All and all, Java.Sound has been a real headache to figure out. I fault the Tutorial for not including an explicit example of writing a file directly from bytes. I fault the Tutorial for burying the best example of Play a File coding in the "How to Convert..." section. However, there's a LOT of valuable FREE info in that tutorial.
EDIT: 12/13/17
I've since used the following code to write audio from a PCM file in my own projects. Instead of implementing TargetDataLine one can extend InputStream and use that as a parameter to the AudioSystem.write method.
public class StereoPcmInputStream extends InputStream
{
private float[] dataFrames;
private int framesCounter;
private int cursor;
private int[] pcmOut = new int[2];
private int[] frameBytes = new int[4];
private int idx;
private int framesToRead;
public void setDataFrames(float[] dataFrames)
{
this.dataFrames = dataFrames;
framesToRead = dataFrames.length / 2;
}
#Override
public int read() throws IOException
{
while(available() > 0)
{
idx &= 3;
if (idx == 0) // set up next frame's worth of data
{
framesCounter++; // count elapsing frames
// scale to 16 bits
pcmOut[0] = (int)(dataFrames[cursor++] * Short.MAX_VALUE);
pcmOut[1] = (int)(dataFrames[cursor++] * Short.MAX_VALUE);
// output as unsigned bytes, in range [0..255]
frameBytes[0] = (char)pcmOut[0];
frameBytes[1] = (char)(pcmOut[0] >> 8);
frameBytes[2] = (char)pcmOut[1];
frameBytes[3] = (char)(pcmOut[1] >> 8);
}
return frameBytes[idx++];
}
return -1;
}
#Override
public int available()
{
// NOTE: not concurrency safe.
// 1st half of sum: there are 4 reads available per frame to be read
// 2nd half of sum: the # of bytes of the current frame that remain to be read
return 4 * ((framesToRead - 1) - framesCounter)
+ (4 - (idx % 4));
}
#Override
public void reset()
{
cursor = 0;
framesCounter = 0;
idx = 0;
}
#Override
public void close()
{
System.out.println(
"StereoPcmInputStream stopped after reading frames:"
+ framesCounter);
}
}
The source data to be exported here is in the form of stereo floats ranging from -1 to 1. The format of the resulting stream is 16-bit, stereo, little-endian.
I omitted skip and markSupported methods for my particular application. But it shouldn't be difficult to add them if they are needed.
This is the source code to write directly to a wav file.
You just need to know the mathematics and sound engineering to produce the sound you want.

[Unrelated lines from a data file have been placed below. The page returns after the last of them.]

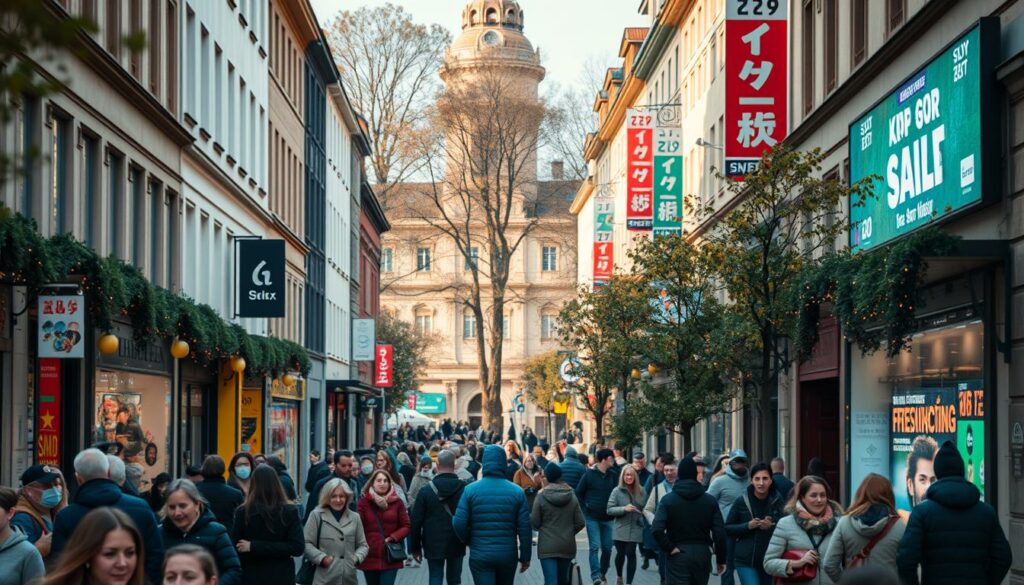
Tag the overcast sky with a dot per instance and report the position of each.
(569, 33)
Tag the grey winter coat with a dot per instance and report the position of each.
(629, 526)
(557, 517)
(853, 534)
(788, 536)
(343, 540)
(19, 561)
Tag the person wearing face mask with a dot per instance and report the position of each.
(187, 519)
(39, 500)
(19, 561)
(728, 488)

In this example the equation calculates a binaural beat.
import javax.sound.sampled.AudioFileFormat;
import javax.sound.sampled.AudioFormat;
import javax.sound.sampled.AudioInputStream;
import javax.sound.sampled.AudioSystem;
import java.io.ByteArrayInputStream;
import java.io.File;
import java.io.IOException;
public class Program {
public static void main(String[] args) throws IOException {
final double sampleRate = 44100.0;
final double frequency = 440;
final double frequency2 = 90;
final double amplitude = 1.0;
final double seconds = 2.0;
final double twoPiF = 2 * Math.PI * frequency;
final double piF = Math.PI * frequency2;
float[] buffer = new float[(int)(seconds * sampleRate)];
for (int sample = 0; sample < buffer.length; sample++) {
double time = sample / sampleRate;
buffer[sample] = (float)(amplitude * Math.cos(piF * time) * Math.sin(twoPiF * time));
}
final byte[] byteBuffer = new byte[buffer.length * 2];
int bufferIndex = 0;
for (int i = 0; i < byteBuffer.length; i++) {
final int x = (int)(buffer[bufferIndex++] * 32767.0);
byteBuffer[i++] = (byte)x;
byteBuffer[i] = (byte)(x >>> 8);
}
File out = new File("out10.wav");
final boolean bigEndian = false;
final boolean signed = true;
final int bits = 16;
final int channels = 1;
AudioFormat format = new AudioFormat((float)sampleRate, bits, channels, signed, bigEndian);
ByteArrayInputStream bais = new ByteArrayInputStream(byteBuffer);
AudioInputStream audioInputStream = new AudioInputStream(bais, format, buffer.length);
AudioSystem.write(audioInputStream, AudioFileFormat.Type.WAVE, out);
audioInputStream.close();
}
}
Some more detail on what you'd like to achieve would be helpful. If raw WAV data is okay for you, simply use a FileInputStream and probably a Scanner to turn it into numbers. But let me try to give you some meaningful sample code to get you started:
There is a class called com.sun.media.sound.WaveFileWriter for this purpose.
InputStream in = ...;
OutputStream out = ...;
AudioInputStream in = AudioSystem.getAudioInputStream(in);
WaveFileWriter writer = new WaveFileWriter();
writer.write(in, AudioFileFormat.Type.WAVE, outStream);
You could implement your own AudioInputStream that does whatever voodoo to turn your number arrays into audio data.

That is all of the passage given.